When he adds, that he ascends To God, he quickly dispels the grief and anxiety which the Apostles might feel on account of his departure; for his meaning is, that he will always be present with his disciples by Divine power. True, the word ascend denotes the distance of places; but though Christ be absent in body, yet, as he is with God, his power, which is everywhere felt, plainly shows his spiritual presence; for why did he ascend to God, but in order that, being seated at God’s right hand, 202202     “A sa dextre glorieuse;” — “at his glorious right hand.” he might reign both in heaven and in earth? In short, by this expression he intended to impress on the minds of his disciples the Divine power of his kingdom, that they might not be grieved on account of his bodily absence.

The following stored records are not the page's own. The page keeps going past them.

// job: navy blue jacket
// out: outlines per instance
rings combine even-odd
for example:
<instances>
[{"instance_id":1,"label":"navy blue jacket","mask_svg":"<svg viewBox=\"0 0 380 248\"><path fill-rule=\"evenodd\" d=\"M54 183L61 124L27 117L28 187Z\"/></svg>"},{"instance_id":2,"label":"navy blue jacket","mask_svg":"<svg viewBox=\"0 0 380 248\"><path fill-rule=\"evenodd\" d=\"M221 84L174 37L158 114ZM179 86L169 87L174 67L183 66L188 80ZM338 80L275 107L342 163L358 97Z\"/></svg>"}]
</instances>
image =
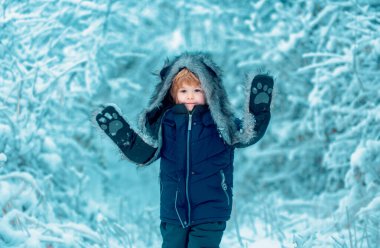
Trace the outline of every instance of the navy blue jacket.
<instances>
[{"instance_id":1,"label":"navy blue jacket","mask_svg":"<svg viewBox=\"0 0 380 248\"><path fill-rule=\"evenodd\" d=\"M257 140L269 116L265 122ZM183 104L174 105L165 112L161 131L161 220L184 227L228 220L234 147L221 138L208 106L189 113Z\"/></svg>"},{"instance_id":2,"label":"navy blue jacket","mask_svg":"<svg viewBox=\"0 0 380 248\"><path fill-rule=\"evenodd\" d=\"M207 106L184 105L162 120L161 220L193 225L229 219L233 148L220 137Z\"/></svg>"}]
</instances>

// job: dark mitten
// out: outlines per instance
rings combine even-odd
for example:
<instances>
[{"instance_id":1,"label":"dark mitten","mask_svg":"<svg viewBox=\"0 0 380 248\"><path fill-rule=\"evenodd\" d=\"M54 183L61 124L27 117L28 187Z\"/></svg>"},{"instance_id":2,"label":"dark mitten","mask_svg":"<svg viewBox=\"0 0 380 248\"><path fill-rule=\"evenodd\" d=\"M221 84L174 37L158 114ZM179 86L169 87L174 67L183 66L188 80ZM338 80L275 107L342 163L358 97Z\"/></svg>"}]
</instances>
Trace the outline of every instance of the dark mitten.
<instances>
[{"instance_id":1,"label":"dark mitten","mask_svg":"<svg viewBox=\"0 0 380 248\"><path fill-rule=\"evenodd\" d=\"M96 122L123 151L136 139L136 133L113 106L105 107L96 116Z\"/></svg>"},{"instance_id":2,"label":"dark mitten","mask_svg":"<svg viewBox=\"0 0 380 248\"><path fill-rule=\"evenodd\" d=\"M251 83L249 110L253 114L260 114L270 110L273 91L273 78L268 75L257 75Z\"/></svg>"}]
</instances>

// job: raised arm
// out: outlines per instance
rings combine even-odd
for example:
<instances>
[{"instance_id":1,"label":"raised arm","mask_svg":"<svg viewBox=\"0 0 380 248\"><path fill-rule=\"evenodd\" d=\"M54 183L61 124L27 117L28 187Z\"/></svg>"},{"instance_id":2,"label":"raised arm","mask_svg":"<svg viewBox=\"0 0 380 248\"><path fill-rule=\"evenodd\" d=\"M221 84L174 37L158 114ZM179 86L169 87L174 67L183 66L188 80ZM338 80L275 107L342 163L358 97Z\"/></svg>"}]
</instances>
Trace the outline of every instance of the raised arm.
<instances>
[{"instance_id":1,"label":"raised arm","mask_svg":"<svg viewBox=\"0 0 380 248\"><path fill-rule=\"evenodd\" d=\"M256 135L247 143L238 143L236 148L244 148L258 142L265 134L270 121L270 104L272 101L273 78L268 75L257 75L250 85L249 112L255 117ZM236 124L242 128L242 121L237 119Z\"/></svg>"},{"instance_id":2,"label":"raised arm","mask_svg":"<svg viewBox=\"0 0 380 248\"><path fill-rule=\"evenodd\" d=\"M130 161L137 165L153 162L157 148L146 143L113 106L105 107L96 122Z\"/></svg>"}]
</instances>

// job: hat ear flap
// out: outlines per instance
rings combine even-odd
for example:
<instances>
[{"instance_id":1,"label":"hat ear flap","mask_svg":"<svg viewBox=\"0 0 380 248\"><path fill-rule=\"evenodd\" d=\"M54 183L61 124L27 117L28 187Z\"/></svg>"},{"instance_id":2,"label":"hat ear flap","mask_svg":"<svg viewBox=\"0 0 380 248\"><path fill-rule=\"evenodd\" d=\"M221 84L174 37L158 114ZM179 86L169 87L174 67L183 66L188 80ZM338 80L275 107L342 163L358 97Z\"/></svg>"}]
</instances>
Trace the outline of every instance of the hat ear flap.
<instances>
[{"instance_id":1,"label":"hat ear flap","mask_svg":"<svg viewBox=\"0 0 380 248\"><path fill-rule=\"evenodd\" d=\"M169 69L170 69L169 66L166 66L166 67L164 67L164 68L161 69L161 71L160 71L160 78L161 78L162 81L164 81L166 79L166 77L168 76Z\"/></svg>"},{"instance_id":2,"label":"hat ear flap","mask_svg":"<svg viewBox=\"0 0 380 248\"><path fill-rule=\"evenodd\" d=\"M211 77L213 77L213 78L218 77L218 73L216 72L216 70L214 68L212 68L212 66L208 65L204 61L202 61L202 64L205 66L205 68L207 69L207 72L211 75Z\"/></svg>"},{"instance_id":3,"label":"hat ear flap","mask_svg":"<svg viewBox=\"0 0 380 248\"><path fill-rule=\"evenodd\" d=\"M169 73L169 69L171 67L171 64L169 63L169 59L166 59L164 67L160 71L160 78L162 81L166 79Z\"/></svg>"}]
</instances>

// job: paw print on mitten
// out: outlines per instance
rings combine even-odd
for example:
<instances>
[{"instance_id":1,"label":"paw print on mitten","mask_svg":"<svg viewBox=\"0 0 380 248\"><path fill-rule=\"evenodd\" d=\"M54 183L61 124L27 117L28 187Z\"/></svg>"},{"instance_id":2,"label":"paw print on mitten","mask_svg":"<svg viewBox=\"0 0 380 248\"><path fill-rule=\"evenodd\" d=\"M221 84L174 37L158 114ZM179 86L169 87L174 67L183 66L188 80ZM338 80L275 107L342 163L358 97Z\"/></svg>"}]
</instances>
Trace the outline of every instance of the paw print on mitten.
<instances>
[{"instance_id":1,"label":"paw print on mitten","mask_svg":"<svg viewBox=\"0 0 380 248\"><path fill-rule=\"evenodd\" d=\"M256 95L254 104L266 103L268 104L270 99L269 95L272 94L272 88L268 88L268 85L257 84L257 88L252 88L252 94Z\"/></svg>"},{"instance_id":2,"label":"paw print on mitten","mask_svg":"<svg viewBox=\"0 0 380 248\"><path fill-rule=\"evenodd\" d=\"M105 110L99 113L96 120L98 121L101 129L103 129L106 133L115 136L117 131L123 128L123 123L119 121L119 115L116 112L112 113L109 112L109 109L106 111Z\"/></svg>"},{"instance_id":3,"label":"paw print on mitten","mask_svg":"<svg viewBox=\"0 0 380 248\"><path fill-rule=\"evenodd\" d=\"M254 113L268 111L272 101L273 78L267 75L257 75L252 80L250 108Z\"/></svg>"},{"instance_id":4,"label":"paw print on mitten","mask_svg":"<svg viewBox=\"0 0 380 248\"><path fill-rule=\"evenodd\" d=\"M128 147L134 132L113 106L103 109L96 121L100 128L119 146Z\"/></svg>"}]
</instances>

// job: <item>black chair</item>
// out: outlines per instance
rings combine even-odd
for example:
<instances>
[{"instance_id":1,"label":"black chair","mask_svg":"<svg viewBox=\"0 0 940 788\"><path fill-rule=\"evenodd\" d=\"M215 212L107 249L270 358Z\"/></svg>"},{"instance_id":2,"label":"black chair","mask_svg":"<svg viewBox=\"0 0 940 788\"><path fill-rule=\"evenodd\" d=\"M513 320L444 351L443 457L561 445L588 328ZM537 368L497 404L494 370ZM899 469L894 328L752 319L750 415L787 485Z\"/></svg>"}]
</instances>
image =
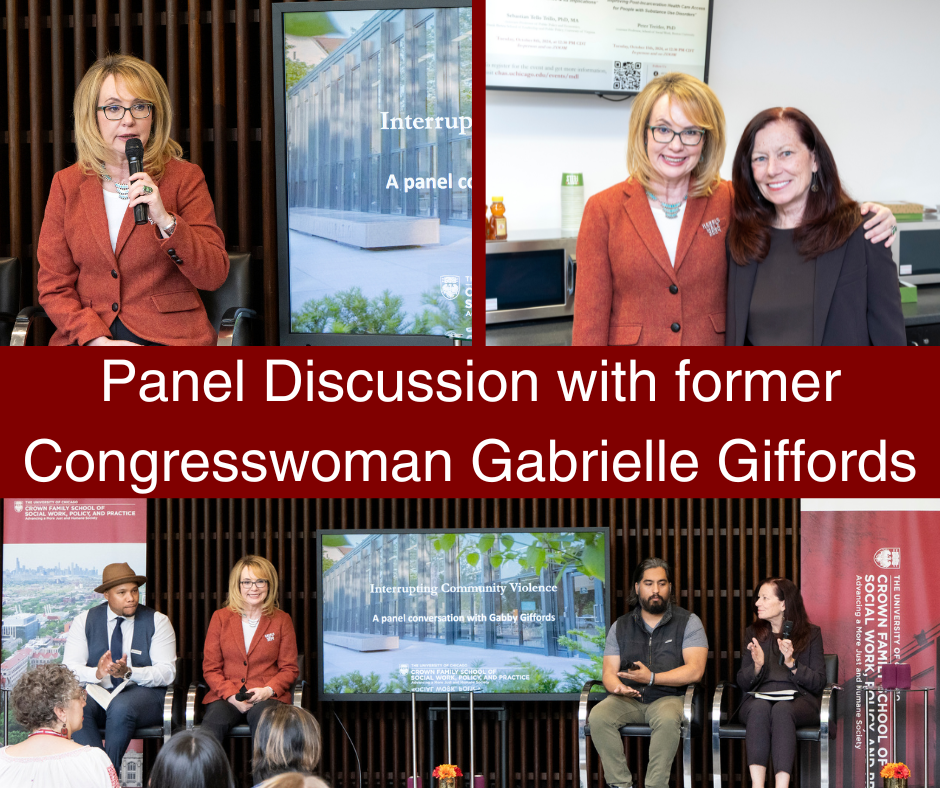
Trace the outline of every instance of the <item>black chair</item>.
<instances>
[{"instance_id":1,"label":"black chair","mask_svg":"<svg viewBox=\"0 0 940 788\"><path fill-rule=\"evenodd\" d=\"M291 696L293 697L294 706L303 708L304 688L307 686L307 682L304 680L303 654L297 655L297 669L300 672L297 674L297 680L294 681L294 686L291 688ZM202 659L200 658L193 665L193 681L189 685L189 692L186 693L186 730L192 731L200 727L199 722L196 720L196 710L202 708L202 699L208 691L209 685L206 684L202 676ZM200 713L198 716L201 720L202 714ZM250 738L251 729L247 723L236 725L228 732L228 735L234 739Z\"/></svg>"},{"instance_id":2,"label":"black chair","mask_svg":"<svg viewBox=\"0 0 940 788\"><path fill-rule=\"evenodd\" d=\"M581 688L581 699L578 701L578 769L580 771L580 786L588 786L588 739L591 728L588 725L588 703L592 700L602 700L606 695L592 693L593 687L603 687L601 681L589 681ZM690 684L685 690L682 701L682 724L680 736L682 747L679 749L679 758L682 765L682 786L692 788L692 739L702 732L705 722L705 687L702 684ZM628 737L650 738L653 730L649 725L624 725L620 735Z\"/></svg>"},{"instance_id":3,"label":"black chair","mask_svg":"<svg viewBox=\"0 0 940 788\"><path fill-rule=\"evenodd\" d=\"M253 284L256 278L254 271L260 271L260 266L252 266L251 255L248 253L229 252L228 259L228 277L222 287L212 292L200 290L199 296L206 308L209 322L218 331L218 346L251 345L257 341L261 324L257 319L258 313L250 306L256 300L253 294L258 292L258 288ZM2 311L0 309L0 312ZM25 345L33 325L39 319L49 320L41 306L28 306L21 310L16 315L9 344L15 347Z\"/></svg>"},{"instance_id":4,"label":"black chair","mask_svg":"<svg viewBox=\"0 0 940 788\"><path fill-rule=\"evenodd\" d=\"M832 740L836 736L836 693L842 689L839 680L839 655L826 654L826 688L822 694L819 710L819 725L797 728L796 740L800 748L800 785L808 788L830 788L835 785L836 758ZM737 690L737 692L733 692ZM726 695L740 695L736 684L722 681L715 688L712 699L712 784L721 788L721 740L743 739L745 727L740 722L731 722L729 713L722 712L721 705Z\"/></svg>"},{"instance_id":5,"label":"black chair","mask_svg":"<svg viewBox=\"0 0 940 788\"><path fill-rule=\"evenodd\" d=\"M13 323L20 309L20 261L0 257L0 347L10 344Z\"/></svg>"}]
</instances>

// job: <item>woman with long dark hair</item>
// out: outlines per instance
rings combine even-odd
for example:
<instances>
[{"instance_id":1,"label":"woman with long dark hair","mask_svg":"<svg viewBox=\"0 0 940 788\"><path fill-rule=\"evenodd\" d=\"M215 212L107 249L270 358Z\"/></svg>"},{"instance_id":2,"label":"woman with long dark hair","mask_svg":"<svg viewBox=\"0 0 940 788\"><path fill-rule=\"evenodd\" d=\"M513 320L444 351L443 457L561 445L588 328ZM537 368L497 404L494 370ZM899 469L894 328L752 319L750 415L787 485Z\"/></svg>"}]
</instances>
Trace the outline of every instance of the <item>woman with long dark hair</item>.
<instances>
[{"instance_id":1,"label":"woman with long dark hair","mask_svg":"<svg viewBox=\"0 0 940 788\"><path fill-rule=\"evenodd\" d=\"M866 242L813 121L792 107L756 115L732 184L726 344L906 344L891 254Z\"/></svg>"},{"instance_id":2,"label":"woman with long dark hair","mask_svg":"<svg viewBox=\"0 0 940 788\"><path fill-rule=\"evenodd\" d=\"M748 769L753 788L763 788L772 756L774 784L786 788L796 755L796 729L819 720L826 685L822 633L810 623L800 590L785 577L764 580L754 606L757 618L744 633L738 686L748 693L793 694L786 700L749 694L741 704Z\"/></svg>"}]
</instances>

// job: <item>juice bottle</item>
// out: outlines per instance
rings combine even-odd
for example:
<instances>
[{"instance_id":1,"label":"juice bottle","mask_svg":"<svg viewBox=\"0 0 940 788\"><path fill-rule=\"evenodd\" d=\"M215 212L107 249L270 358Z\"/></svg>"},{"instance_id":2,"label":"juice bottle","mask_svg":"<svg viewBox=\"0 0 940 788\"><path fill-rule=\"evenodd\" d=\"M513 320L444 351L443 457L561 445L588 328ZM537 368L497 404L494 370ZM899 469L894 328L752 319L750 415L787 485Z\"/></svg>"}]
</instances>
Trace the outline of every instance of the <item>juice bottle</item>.
<instances>
[{"instance_id":1,"label":"juice bottle","mask_svg":"<svg viewBox=\"0 0 940 788\"><path fill-rule=\"evenodd\" d=\"M486 240L492 241L493 240L493 228L490 227L490 217L488 216L489 212L490 212L489 206L484 205L483 216L486 218Z\"/></svg>"},{"instance_id":2,"label":"juice bottle","mask_svg":"<svg viewBox=\"0 0 940 788\"><path fill-rule=\"evenodd\" d=\"M493 204L490 206L490 211L493 214L490 217L490 232L492 233L493 240L495 241L505 241L506 236L508 235L506 229L506 206L503 205L502 197L493 197Z\"/></svg>"}]
</instances>

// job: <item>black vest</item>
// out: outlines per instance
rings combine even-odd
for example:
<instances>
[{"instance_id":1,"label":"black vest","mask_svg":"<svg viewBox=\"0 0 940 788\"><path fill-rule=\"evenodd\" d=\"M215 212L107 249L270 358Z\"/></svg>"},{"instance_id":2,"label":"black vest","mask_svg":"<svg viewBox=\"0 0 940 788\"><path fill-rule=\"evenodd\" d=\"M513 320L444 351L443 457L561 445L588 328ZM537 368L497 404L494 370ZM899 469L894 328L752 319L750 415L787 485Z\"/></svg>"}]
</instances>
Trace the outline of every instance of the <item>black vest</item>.
<instances>
[{"instance_id":1,"label":"black vest","mask_svg":"<svg viewBox=\"0 0 940 788\"><path fill-rule=\"evenodd\" d=\"M146 605L138 605L134 613L134 638L131 642L131 648L134 654L128 654L128 664L132 667L150 667L153 662L150 660L150 643L153 640L154 632L154 609ZM98 665L98 660L111 648L108 640L108 603L98 605L88 611L85 618L85 640L88 641L88 662L85 663L89 668ZM139 653L137 653L139 652ZM121 658L121 654L112 654L111 657L116 662Z\"/></svg>"},{"instance_id":2,"label":"black vest","mask_svg":"<svg viewBox=\"0 0 940 788\"><path fill-rule=\"evenodd\" d=\"M637 605L629 613L617 619L617 646L620 648L620 670L625 671L630 662L642 662L653 673L665 673L685 664L682 658L682 639L692 615L688 610L676 607L671 602L652 633L647 632ZM629 679L620 679L628 687L640 691L643 703L668 695L683 695L685 687L666 687L655 684L649 687Z\"/></svg>"}]
</instances>

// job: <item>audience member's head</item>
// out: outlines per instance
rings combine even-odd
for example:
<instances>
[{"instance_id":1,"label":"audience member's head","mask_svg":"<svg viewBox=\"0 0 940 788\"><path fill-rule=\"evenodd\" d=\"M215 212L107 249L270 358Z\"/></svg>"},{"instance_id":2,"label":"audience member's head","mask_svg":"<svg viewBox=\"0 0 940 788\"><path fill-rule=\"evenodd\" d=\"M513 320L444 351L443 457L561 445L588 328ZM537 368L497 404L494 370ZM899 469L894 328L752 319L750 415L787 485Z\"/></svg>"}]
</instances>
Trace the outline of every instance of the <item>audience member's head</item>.
<instances>
[{"instance_id":1,"label":"audience member's head","mask_svg":"<svg viewBox=\"0 0 940 788\"><path fill-rule=\"evenodd\" d=\"M235 788L222 745L208 731L180 731L160 748L150 788Z\"/></svg>"},{"instance_id":2,"label":"audience member's head","mask_svg":"<svg viewBox=\"0 0 940 788\"><path fill-rule=\"evenodd\" d=\"M320 726L309 711L278 703L262 712L251 758L257 782L284 772L311 775L319 761Z\"/></svg>"},{"instance_id":3,"label":"audience member's head","mask_svg":"<svg viewBox=\"0 0 940 788\"><path fill-rule=\"evenodd\" d=\"M65 665L40 665L26 673L13 690L13 716L28 731L82 727L85 691Z\"/></svg>"},{"instance_id":4,"label":"audience member's head","mask_svg":"<svg viewBox=\"0 0 940 788\"><path fill-rule=\"evenodd\" d=\"M319 777L300 772L284 772L265 780L255 788L329 788Z\"/></svg>"}]
</instances>

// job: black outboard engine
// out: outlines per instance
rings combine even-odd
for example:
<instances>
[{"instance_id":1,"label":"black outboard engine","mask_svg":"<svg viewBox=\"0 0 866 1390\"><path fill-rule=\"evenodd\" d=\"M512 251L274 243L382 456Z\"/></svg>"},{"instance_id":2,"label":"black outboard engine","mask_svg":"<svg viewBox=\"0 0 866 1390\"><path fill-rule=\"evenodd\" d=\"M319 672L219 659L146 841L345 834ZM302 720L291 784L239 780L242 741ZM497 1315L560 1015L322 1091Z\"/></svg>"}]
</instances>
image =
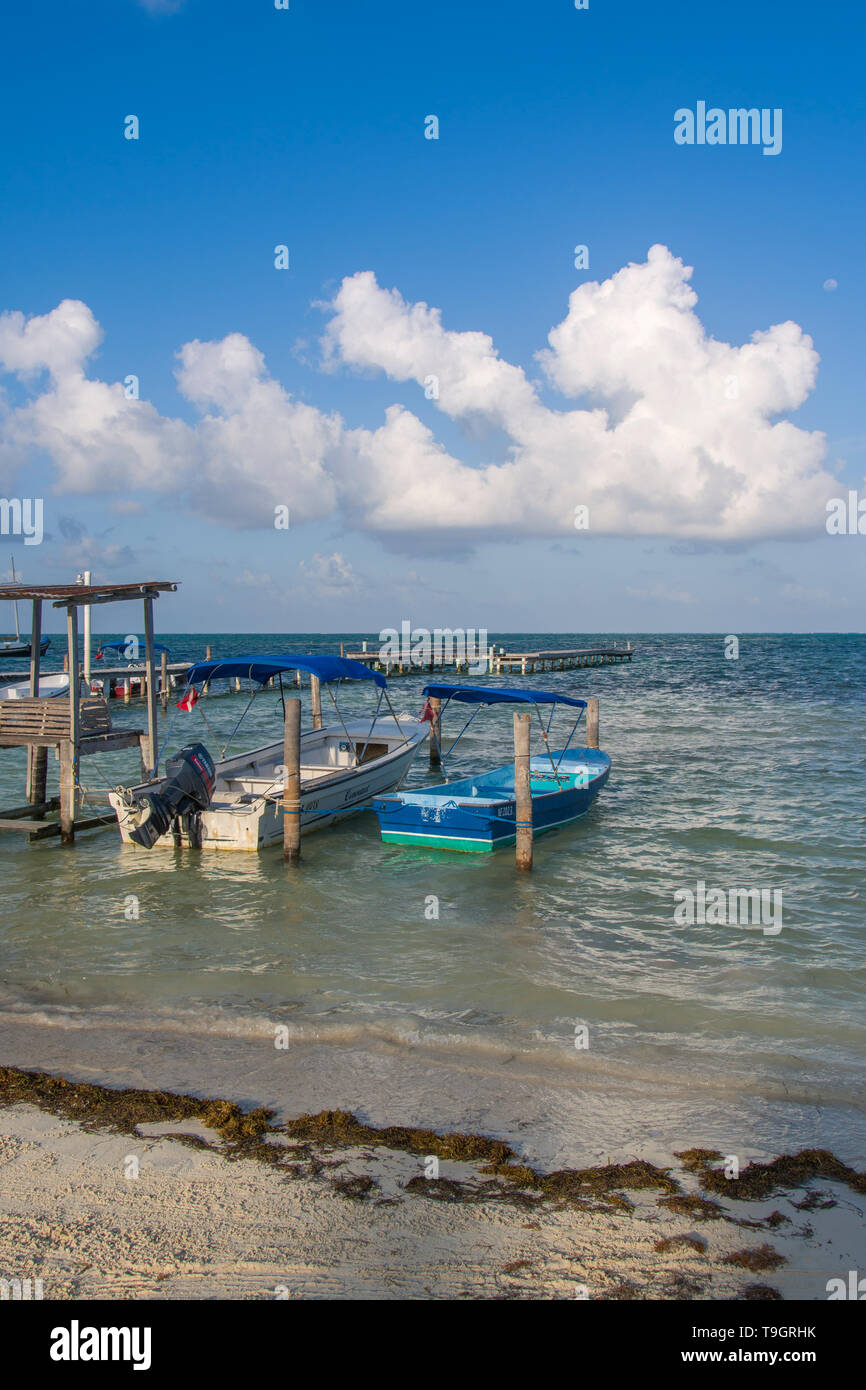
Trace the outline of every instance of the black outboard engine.
<instances>
[{"instance_id":1,"label":"black outboard engine","mask_svg":"<svg viewBox=\"0 0 866 1390\"><path fill-rule=\"evenodd\" d=\"M191 743L173 758L166 758L162 790L134 796L140 816L129 838L152 849L173 822L182 820L190 843L200 847L199 812L210 805L215 777L213 758L203 743Z\"/></svg>"}]
</instances>

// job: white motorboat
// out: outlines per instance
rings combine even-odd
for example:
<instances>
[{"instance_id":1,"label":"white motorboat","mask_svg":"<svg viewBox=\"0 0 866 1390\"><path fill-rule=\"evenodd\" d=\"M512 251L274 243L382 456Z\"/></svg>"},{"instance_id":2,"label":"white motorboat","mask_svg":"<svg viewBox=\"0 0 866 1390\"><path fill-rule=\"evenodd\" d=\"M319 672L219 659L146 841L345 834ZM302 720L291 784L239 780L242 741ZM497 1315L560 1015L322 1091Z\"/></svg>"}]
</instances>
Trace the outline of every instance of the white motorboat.
<instances>
[{"instance_id":1,"label":"white motorboat","mask_svg":"<svg viewBox=\"0 0 866 1390\"><path fill-rule=\"evenodd\" d=\"M262 656L199 662L188 673L188 689L221 677L264 685L282 671L298 669L316 675L323 684L344 678L375 680L380 690L372 718L344 720L340 716L336 724L301 735L301 833L308 834L357 813L375 796L395 791L427 737L428 725L410 715L397 716L393 710L380 715L382 698L387 698L384 676L340 657ZM339 714L336 701L335 707ZM283 758L282 739L212 766L207 766L207 750L201 745L182 750L178 760L185 759L186 766L181 765L180 775L194 764L204 779L193 771L195 785L209 784L207 793L194 791L184 801L177 792L178 779L173 781L171 775L110 793L124 843L256 853L281 842ZM172 773L171 768L168 771ZM142 834L148 821L152 828Z\"/></svg>"},{"instance_id":2,"label":"white motorboat","mask_svg":"<svg viewBox=\"0 0 866 1390\"><path fill-rule=\"evenodd\" d=\"M55 676L39 677L39 698L48 700L54 695L69 694L69 677L62 671ZM30 682L13 681L11 685L0 685L0 700L29 700Z\"/></svg>"}]
</instances>

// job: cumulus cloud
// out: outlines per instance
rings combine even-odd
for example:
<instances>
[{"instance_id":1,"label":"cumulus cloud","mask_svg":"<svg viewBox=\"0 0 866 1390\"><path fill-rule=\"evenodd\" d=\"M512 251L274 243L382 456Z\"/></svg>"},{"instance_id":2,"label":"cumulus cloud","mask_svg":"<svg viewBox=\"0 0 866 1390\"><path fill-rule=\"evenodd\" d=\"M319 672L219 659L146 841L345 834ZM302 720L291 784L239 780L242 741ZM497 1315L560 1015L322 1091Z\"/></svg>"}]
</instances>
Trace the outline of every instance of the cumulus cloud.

To my Father and your Father, and to my God and your God. The benefit and efficacy of that brotherly union, which has been lately mentioned, is expressed, when Christ declares that we have this in common with himself, that he who is his God and his Father is also our God and our Father. I ascend, says he, to my Father, who is also your Father. In other passages we learn that we are made partakers of all the blessings of Christ; but this is the foundation of the privilege, that he imparts to us the very fountain of blessings. It is, unquestionably, an invaluable blessing, that believers can safely and firmly believe, that He who is the God of Christ is their God, and that He who is the Father of Christ is their Father. Nor have we any reason to fear that this confidence will be charged with rashness, since it is founded on Christ, or that it will be proud boasting, since Christ himself has dictated it to us with his own mouth.

Christ calls Him his God, in so far as, by

taking upon him the form of a servant, he humbled himself,
(Philippians 2:7.)

This is, therefore, peculiar to his human nature, but is applied to his whole person, on account of the unity, because he is both God and Man. As to the second clause, in which he says that he ascends to his Father and our Father, 203203    Ou il dit qu’il monte a son Pere et nostre Pere.” there is also a diversity between him and us; for he is the Son of God by nature, while we are the sons of God only by adoption; but the grace which we obtain through him is so firmly established, that it cannot be shaken by any efforts of the devil, so as to hinder us from always calling him our Father, who hath adopted us through his Only-begotten Son.